In 1814, Harrison resigned from the Army as a major general, and moved with his family to a farm in North Bend, Ohio. Two years later, Harrison was elected to the U.S. House of Representatives from Ohio. In 1819, he became a state senator. Starting in 1825, he spent three years as a U.S. senator. He resigned his senate seat in 1828 to become U.S. minister to Colombia, a post he held for a year.
In 1836, Harrison was a Whig Party candidate for the U.S. presidency (the recently established Whigs ran three presidential candidates in different parts of the nation that year). Harrison lost the election to Democrat Martin Van Buren (1782-1862). Four years later, the Whigs nominated Harrison again, with Virginia politician John Tyler (1790-1862) as his running mate. During the campaign, a pro-Democrat newspaper mocked Harrison, then in his late 60s, for being too old to run for president, and said: “Give him a barrel of hard [alcoholic] cider, and… a pension of two thousand [dollars] a year… and… he will sit the remainder of his days in his log cabin.”
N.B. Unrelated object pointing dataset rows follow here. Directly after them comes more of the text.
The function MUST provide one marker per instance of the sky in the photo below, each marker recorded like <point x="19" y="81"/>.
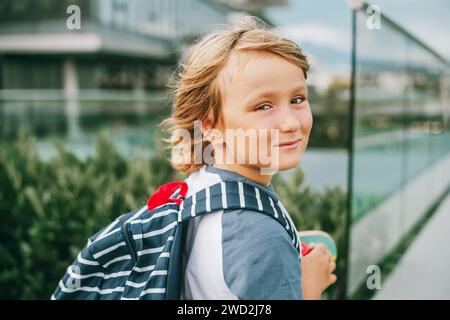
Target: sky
<point x="327" y="23"/>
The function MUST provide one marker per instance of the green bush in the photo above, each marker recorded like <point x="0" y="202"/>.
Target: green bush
<point x="49" y="208"/>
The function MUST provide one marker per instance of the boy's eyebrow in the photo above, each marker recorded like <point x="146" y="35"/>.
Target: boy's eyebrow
<point x="273" y="93"/>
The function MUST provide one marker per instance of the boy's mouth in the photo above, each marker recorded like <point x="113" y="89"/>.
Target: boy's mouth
<point x="290" y="144"/>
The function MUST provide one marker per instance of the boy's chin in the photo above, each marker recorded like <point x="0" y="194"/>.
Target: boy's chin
<point x="287" y="164"/>
<point x="284" y="164"/>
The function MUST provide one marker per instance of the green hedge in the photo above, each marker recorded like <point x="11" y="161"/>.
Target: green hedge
<point x="49" y="208"/>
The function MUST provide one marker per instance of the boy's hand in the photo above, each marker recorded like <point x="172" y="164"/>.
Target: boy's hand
<point x="317" y="272"/>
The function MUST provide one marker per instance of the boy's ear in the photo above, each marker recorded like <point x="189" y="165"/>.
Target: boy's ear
<point x="207" y="124"/>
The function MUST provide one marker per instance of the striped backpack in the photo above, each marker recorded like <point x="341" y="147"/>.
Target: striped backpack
<point x="139" y="255"/>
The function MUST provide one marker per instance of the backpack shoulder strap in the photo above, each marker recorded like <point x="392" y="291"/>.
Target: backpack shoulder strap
<point x="232" y="195"/>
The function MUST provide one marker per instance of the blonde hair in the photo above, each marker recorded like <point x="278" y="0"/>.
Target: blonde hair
<point x="197" y="85"/>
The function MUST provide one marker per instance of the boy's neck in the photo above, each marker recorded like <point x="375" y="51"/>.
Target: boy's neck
<point x="249" y="172"/>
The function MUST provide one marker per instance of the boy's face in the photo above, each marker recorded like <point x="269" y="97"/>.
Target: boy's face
<point x="267" y="95"/>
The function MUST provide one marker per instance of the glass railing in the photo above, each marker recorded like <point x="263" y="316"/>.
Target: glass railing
<point x="401" y="139"/>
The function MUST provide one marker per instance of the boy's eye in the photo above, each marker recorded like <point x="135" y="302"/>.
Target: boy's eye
<point x="263" y="107"/>
<point x="300" y="99"/>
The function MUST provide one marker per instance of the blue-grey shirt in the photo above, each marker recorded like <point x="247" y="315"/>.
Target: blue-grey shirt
<point x="238" y="254"/>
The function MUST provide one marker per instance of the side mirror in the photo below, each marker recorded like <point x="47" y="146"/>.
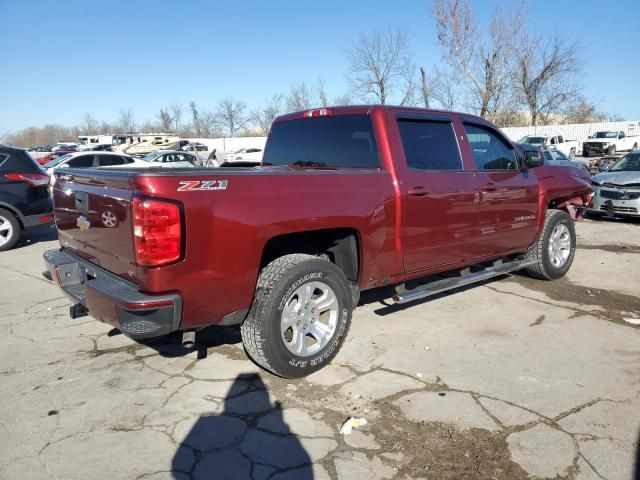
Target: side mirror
<point x="533" y="159"/>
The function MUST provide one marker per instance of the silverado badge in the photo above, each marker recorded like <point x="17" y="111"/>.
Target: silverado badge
<point x="83" y="224"/>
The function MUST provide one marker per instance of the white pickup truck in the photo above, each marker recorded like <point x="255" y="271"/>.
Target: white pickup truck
<point x="558" y="142"/>
<point x="609" y="142"/>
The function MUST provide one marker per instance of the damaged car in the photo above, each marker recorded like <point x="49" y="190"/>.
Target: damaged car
<point x="617" y="189"/>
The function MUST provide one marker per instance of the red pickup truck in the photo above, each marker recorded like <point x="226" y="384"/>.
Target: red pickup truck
<point x="347" y="199"/>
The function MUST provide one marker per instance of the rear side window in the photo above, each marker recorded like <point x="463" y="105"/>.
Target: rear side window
<point x="342" y="141"/>
<point x="106" y="160"/>
<point x="81" y="162"/>
<point x="490" y="152"/>
<point x="430" y="145"/>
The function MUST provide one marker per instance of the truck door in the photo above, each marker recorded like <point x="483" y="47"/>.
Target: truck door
<point x="508" y="195"/>
<point x="439" y="197"/>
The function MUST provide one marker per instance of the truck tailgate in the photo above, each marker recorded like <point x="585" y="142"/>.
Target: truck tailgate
<point x="93" y="216"/>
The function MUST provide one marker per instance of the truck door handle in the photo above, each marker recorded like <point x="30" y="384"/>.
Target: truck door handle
<point x="417" y="191"/>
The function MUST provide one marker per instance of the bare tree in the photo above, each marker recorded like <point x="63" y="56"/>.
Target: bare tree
<point x="424" y="88"/>
<point x="263" y="117"/>
<point x="126" y="121"/>
<point x="444" y="90"/>
<point x="176" y="116"/>
<point x="300" y="97"/>
<point x="89" y="124"/>
<point x="483" y="60"/>
<point x="545" y="73"/>
<point x="231" y="117"/>
<point x="322" y="93"/>
<point x="165" y="120"/>
<point x="380" y="66"/>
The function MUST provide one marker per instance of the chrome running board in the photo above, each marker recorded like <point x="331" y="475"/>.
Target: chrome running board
<point x="466" y="278"/>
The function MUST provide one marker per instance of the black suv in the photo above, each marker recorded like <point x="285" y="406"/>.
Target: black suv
<point x="24" y="195"/>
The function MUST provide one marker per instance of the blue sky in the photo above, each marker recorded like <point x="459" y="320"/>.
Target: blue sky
<point x="63" y="58"/>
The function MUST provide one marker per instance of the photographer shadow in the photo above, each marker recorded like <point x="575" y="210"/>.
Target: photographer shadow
<point x="248" y="439"/>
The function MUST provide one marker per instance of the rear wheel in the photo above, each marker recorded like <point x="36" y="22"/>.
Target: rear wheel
<point x="9" y="230"/>
<point x="299" y="317"/>
<point x="556" y="247"/>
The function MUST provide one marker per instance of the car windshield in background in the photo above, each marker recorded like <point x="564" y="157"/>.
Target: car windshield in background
<point x="341" y="141"/>
<point x="151" y="157"/>
<point x="628" y="163"/>
<point x="532" y="140"/>
<point x="606" y="135"/>
<point x="57" y="161"/>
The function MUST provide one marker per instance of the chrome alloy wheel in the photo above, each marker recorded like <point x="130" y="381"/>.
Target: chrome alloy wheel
<point x="6" y="230"/>
<point x="109" y="219"/>
<point x="559" y="245"/>
<point x="309" y="319"/>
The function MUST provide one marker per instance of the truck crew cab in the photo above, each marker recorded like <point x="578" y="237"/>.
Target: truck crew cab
<point x="347" y="199"/>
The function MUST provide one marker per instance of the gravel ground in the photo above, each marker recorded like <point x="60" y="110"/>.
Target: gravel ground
<point x="512" y="379"/>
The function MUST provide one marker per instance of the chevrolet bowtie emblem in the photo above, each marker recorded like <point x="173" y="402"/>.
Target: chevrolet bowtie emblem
<point x="83" y="224"/>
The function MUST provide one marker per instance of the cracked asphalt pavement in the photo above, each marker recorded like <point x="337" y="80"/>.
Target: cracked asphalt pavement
<point x="511" y="379"/>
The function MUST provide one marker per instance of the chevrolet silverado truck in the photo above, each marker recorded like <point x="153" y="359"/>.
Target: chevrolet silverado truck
<point x="346" y="199"/>
<point x="609" y="142"/>
<point x="557" y="142"/>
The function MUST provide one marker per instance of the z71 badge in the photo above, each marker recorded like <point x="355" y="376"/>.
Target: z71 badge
<point x="192" y="185"/>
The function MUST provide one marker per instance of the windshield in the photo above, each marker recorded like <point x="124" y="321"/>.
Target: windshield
<point x="606" y="135"/>
<point x="628" y="163"/>
<point x="152" y="157"/>
<point x="341" y="141"/>
<point x="57" y="161"/>
<point x="532" y="140"/>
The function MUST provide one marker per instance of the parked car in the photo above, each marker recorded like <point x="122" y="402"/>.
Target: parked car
<point x="91" y="160"/>
<point x="169" y="159"/>
<point x="347" y="199"/>
<point x="556" y="157"/>
<point x="193" y="146"/>
<point x="568" y="147"/>
<point x="249" y="154"/>
<point x="609" y="142"/>
<point x="24" y="198"/>
<point x="617" y="190"/>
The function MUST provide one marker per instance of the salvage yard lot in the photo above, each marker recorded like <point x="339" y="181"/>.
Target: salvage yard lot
<point x="512" y="379"/>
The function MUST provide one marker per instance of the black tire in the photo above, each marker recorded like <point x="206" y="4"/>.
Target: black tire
<point x="261" y="331"/>
<point x="545" y="269"/>
<point x="10" y="238"/>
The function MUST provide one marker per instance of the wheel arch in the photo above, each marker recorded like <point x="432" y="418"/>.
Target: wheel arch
<point x="341" y="246"/>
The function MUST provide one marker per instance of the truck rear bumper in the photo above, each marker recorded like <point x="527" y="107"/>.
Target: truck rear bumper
<point x="113" y="300"/>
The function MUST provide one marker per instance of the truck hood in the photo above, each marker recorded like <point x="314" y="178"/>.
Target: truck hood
<point x="631" y="179"/>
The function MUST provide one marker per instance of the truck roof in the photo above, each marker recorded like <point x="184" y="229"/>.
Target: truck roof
<point x="367" y="109"/>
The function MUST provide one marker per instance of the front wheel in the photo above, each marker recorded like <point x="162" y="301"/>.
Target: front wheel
<point x="9" y="230"/>
<point x="556" y="247"/>
<point x="299" y="317"/>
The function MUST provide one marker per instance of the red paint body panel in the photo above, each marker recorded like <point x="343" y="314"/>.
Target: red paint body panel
<point x="225" y="231"/>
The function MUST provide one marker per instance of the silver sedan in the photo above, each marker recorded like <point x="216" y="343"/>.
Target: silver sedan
<point x="617" y="189"/>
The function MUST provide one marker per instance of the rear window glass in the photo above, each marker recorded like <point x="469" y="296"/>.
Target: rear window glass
<point x="344" y="141"/>
<point x="430" y="145"/>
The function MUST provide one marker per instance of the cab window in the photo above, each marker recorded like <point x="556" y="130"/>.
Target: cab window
<point x="490" y="151"/>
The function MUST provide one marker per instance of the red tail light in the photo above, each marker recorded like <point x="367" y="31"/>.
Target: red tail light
<point x="157" y="232"/>
<point x="33" y="179"/>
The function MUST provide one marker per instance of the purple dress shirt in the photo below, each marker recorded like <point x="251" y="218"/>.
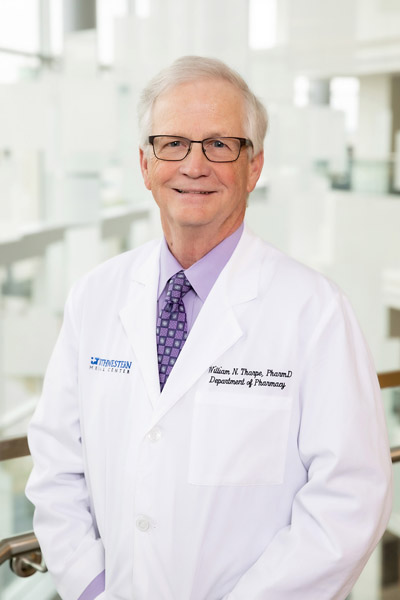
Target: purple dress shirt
<point x="202" y="276"/>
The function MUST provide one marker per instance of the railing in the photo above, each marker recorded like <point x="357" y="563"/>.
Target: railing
<point x="23" y="551"/>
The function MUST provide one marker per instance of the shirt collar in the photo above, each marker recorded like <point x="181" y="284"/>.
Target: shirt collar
<point x="203" y="273"/>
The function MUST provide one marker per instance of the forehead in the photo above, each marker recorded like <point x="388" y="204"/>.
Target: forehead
<point x="202" y="107"/>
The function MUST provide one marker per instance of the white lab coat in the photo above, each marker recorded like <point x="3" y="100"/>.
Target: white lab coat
<point x="217" y="488"/>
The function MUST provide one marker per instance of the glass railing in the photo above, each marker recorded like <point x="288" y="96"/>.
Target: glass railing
<point x="364" y="176"/>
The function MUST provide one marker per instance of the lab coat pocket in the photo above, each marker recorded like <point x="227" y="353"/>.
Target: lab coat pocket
<point x="239" y="439"/>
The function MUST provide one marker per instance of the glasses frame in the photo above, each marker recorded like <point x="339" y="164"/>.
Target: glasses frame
<point x="243" y="142"/>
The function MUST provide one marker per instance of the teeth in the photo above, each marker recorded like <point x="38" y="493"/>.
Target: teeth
<point x="189" y="192"/>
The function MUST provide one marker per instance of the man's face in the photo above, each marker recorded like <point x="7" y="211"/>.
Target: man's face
<point x="195" y="192"/>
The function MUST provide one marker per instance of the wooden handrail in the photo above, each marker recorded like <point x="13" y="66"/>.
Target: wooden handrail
<point x="389" y="379"/>
<point x="18" y="446"/>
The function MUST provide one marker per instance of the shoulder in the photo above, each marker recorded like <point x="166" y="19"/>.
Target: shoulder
<point x="286" y="275"/>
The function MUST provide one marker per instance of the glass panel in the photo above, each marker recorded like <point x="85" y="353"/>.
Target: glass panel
<point x="16" y="68"/>
<point x="19" y="25"/>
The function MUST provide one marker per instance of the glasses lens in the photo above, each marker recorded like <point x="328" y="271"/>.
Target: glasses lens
<point x="170" y="147"/>
<point x="222" y="149"/>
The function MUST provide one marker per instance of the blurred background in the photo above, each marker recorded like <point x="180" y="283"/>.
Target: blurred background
<point x="71" y="192"/>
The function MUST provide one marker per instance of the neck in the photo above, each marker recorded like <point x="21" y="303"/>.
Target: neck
<point x="190" y="245"/>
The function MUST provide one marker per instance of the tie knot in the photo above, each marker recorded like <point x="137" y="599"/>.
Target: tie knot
<point x="178" y="286"/>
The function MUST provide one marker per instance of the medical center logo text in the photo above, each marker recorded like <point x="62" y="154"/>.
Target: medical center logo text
<point x="111" y="365"/>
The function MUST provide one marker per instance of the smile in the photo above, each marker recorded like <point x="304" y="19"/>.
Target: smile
<point x="193" y="192"/>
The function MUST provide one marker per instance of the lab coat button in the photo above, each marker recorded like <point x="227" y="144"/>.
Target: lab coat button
<point x="143" y="523"/>
<point x="155" y="434"/>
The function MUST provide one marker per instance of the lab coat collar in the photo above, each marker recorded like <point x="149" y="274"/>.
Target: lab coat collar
<point x="217" y="327"/>
<point x="215" y="330"/>
<point x="139" y="317"/>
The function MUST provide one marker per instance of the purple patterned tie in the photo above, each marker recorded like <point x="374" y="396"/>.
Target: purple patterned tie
<point x="171" y="325"/>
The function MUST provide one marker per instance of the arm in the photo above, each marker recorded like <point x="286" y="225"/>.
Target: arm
<point x="341" y="512"/>
<point x="63" y="521"/>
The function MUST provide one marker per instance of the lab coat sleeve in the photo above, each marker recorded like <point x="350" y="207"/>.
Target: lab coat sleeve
<point x="63" y="521"/>
<point x="341" y="512"/>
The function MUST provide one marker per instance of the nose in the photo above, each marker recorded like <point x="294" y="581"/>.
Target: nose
<point x="195" y="164"/>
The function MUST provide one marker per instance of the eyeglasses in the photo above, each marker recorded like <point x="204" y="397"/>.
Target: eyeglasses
<point x="219" y="149"/>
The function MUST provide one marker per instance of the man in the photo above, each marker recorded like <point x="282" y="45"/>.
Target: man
<point x="211" y="426"/>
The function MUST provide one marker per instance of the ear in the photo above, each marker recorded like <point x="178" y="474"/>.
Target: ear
<point x="144" y="166"/>
<point x="254" y="170"/>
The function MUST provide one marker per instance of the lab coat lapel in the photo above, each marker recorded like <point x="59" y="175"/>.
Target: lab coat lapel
<point x="216" y="328"/>
<point x="139" y="317"/>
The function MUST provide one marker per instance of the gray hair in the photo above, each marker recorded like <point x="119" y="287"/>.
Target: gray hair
<point x="192" y="68"/>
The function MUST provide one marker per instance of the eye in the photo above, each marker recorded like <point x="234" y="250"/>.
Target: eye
<point x="217" y="144"/>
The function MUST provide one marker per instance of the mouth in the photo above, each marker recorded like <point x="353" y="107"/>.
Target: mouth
<point x="201" y="192"/>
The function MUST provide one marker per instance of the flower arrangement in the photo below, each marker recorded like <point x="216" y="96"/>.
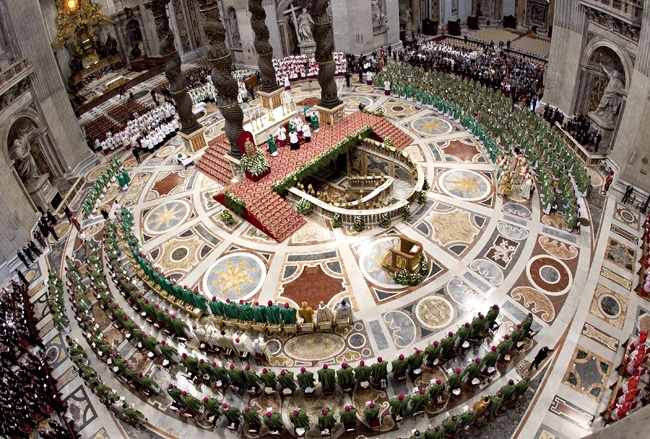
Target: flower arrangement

The Whigs used this statement to mount a “log cabin campaign,” positioning Harrison, or “Old Tip,” as a symbol of the common man and promoting his image as an Indian fighter on the frontier. (His supporters used log cabin and cider barrel imagery on campaign memorabilia, including log-cabin-shaped bottles of whiskey from the E.C. Booz distillery, which led to “booze” becoming a common American term for alcohol.) Van Buren, who was unpopular with Americans for his mismanagement of the financial crisis known as the Panic of 1837, was painted by his opponents as an out-of-touch, wealthy elite. In fact, he came from humble roots while Harrison was well-educated and hailed from an established family. However, the tactics worked: Harrison won the presidency with an electoral vote of 234-60 and approximately 53 percent of the popular vote.